La ballerina Petra Conti (Foto: Brescia Amisano Teatro alla Scala)
Una Tatjana italiana dall’animo russo, Petra Conti, è protagonista al Teatro alla Scala di Onegin (dal 7 al 18 settembre 2012), il balletto tratto dal romanzo in versi di Pushkin che il coreografo John Cranko creò nel 1965 su musiche di Tchaikovsky.
La ventitreenne Prima ballerina scaligera è raggiante di interpretare per tre recite (11, 13 e 14 settembre 2012) l’eroina capostipite della letteratura russa, che ha imparato ad amare proprio a San Pietroburgo, dove si è perfezionata per un anno.
Perché scelse di
completare la sua formazione in Russia?
Dopo il diploma all’Accademia Nazionale di Danza di Roma
sentivo il bisogno di migliorare la mia tecnica e tra il 2007 e il 2008 ebbi la
possibilità di studiare con la compagnia del Teatro Mariinskij, il tempio del
balletto. Ad esaminarmi fu proprio l’allora direttore del ballo, Makhar Vaziev,
che oggi è il mio direttore alla Scala. Sarà lui in seguito a chiamarmi alla
Scala, ad affidarmi da debuttante assoluta il ruolo di Giselle - che preparai
con sua moglie, l’ex stella del Mariinskij Olga Cenchikova – e a nominarmi
Prima ballerina, sul palcoscenico del Teatro Bolshoj di Mosca dove eravamo in
tournée.
Fu difficile ambientarsi
al Mariinskij?
Solo per poco. L’eccezione di avere una straniera in
compagnia venne presto superata e i ballerini mi accolsero amichevolmente:
facevo lezione con loro, andavamo a mensa insieme, potevo stare dietro le
quinte ad ammirare gli artisti in scena. E mi aiutavano con il russo, che
all’inizio non conoscevo affatto, ma che dopo tre mesi già parlavo, forse
grazie a una predisposizione per le lingue slave che mi viene dalla mamma
polacca, ex ballerina. Ho stretto belle amicizie, anche con grandi nomi del
balletto, ma soprattutto con le giovani del corpo di ballo, che frequentavo
anche fuori dal teatro.
Cosa ha tratto da
quell’esperienza?
Seguita per un anno da Elvira
Tarasova, ex ballerina ora maître, ho studiato vari ruoli del repertorio -
soprattutto Giselle, con il quale poi
ho debuttato alla Scala - imparando tecnicamente e artisticamente ad affrontare
un personaggio, fino a cambiare del tutto il mio modo di lavorare.

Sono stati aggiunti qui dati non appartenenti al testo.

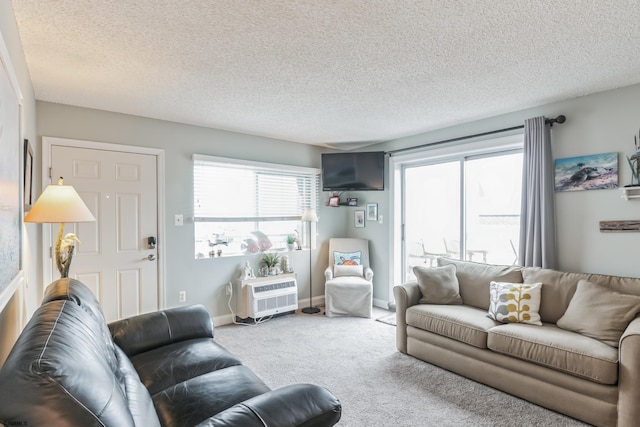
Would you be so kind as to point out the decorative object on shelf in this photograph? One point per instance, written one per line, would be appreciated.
(246, 272)
(286, 265)
(619, 226)
(263, 243)
(630, 192)
(372, 211)
(60, 203)
(594, 172)
(310, 216)
(291, 242)
(634, 162)
(271, 260)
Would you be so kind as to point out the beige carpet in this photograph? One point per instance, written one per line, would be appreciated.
(357, 360)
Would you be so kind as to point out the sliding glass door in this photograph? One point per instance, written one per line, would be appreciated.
(466, 208)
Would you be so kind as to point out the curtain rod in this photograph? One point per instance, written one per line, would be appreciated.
(560, 119)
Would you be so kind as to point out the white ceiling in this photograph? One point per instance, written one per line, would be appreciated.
(326, 72)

Un’esperienza fantastica, circondata com’ero da mostri sacri del balletto, che
ho osservato da vicino lavorare, così da capire veramente cos’è la danza.
Come si immerse nella cultura russa?
Non è stato difficile, bastava
godersi la città, che offre tutto per chi ama il balletto e la musica: oltre al
Mariinskij, il Teatro Michailovskij, il Conservatorio, la compagnia di Boris
Eifman… E che dire dell’Ermitage? Ma soprattutto mi ha colpita la cultura della
gente comune, anche umile, che ama l’arte, vede ogni spettacolo, segue gli
artisti. Insomma, mi sono veramente integrata, tanto che per un anno mi sono
sentita russa anch’io: lasciare la Russia infatti è stato un dramma.
Evgenij Onegin fu tra le sue
esperienze culturali pietroburghesi?
In Russia ho approfondito la
conoscenza della letteratura russa, che mi appassionava già da adolescente. Ho
riletto anche Evgenij Onegin di
Pushkin, persino in lingua originale, per coglierne il suono poetico. Al
personaggio letterario guardo per il mio ruolo, studiando ogni sfumatura dei
versi di Pushkin, ma è vero che mi rispecchio in Tatjana, così malinconica e
introversa come sono anch’io. Cerco quindi di creare il ruolo anche in base
alle mie esperienze di vita, tra cui l’innamoramento: mi viene naturale, perché
accanto a me in scena nel ruolo di Onegin ci sarà questa volta il mio
fidanzato, il Primo ballerino Eris Nezha.
Un desiderio legato alla Russia?
Tornare a San Pietroburgo, per
rivedere gli amici e… chissà, ballare finalmente su quel palcoscenico del
Mariinskij tanto sognato, proprio come avvenne un anno fa al Bolshoj di Mosca.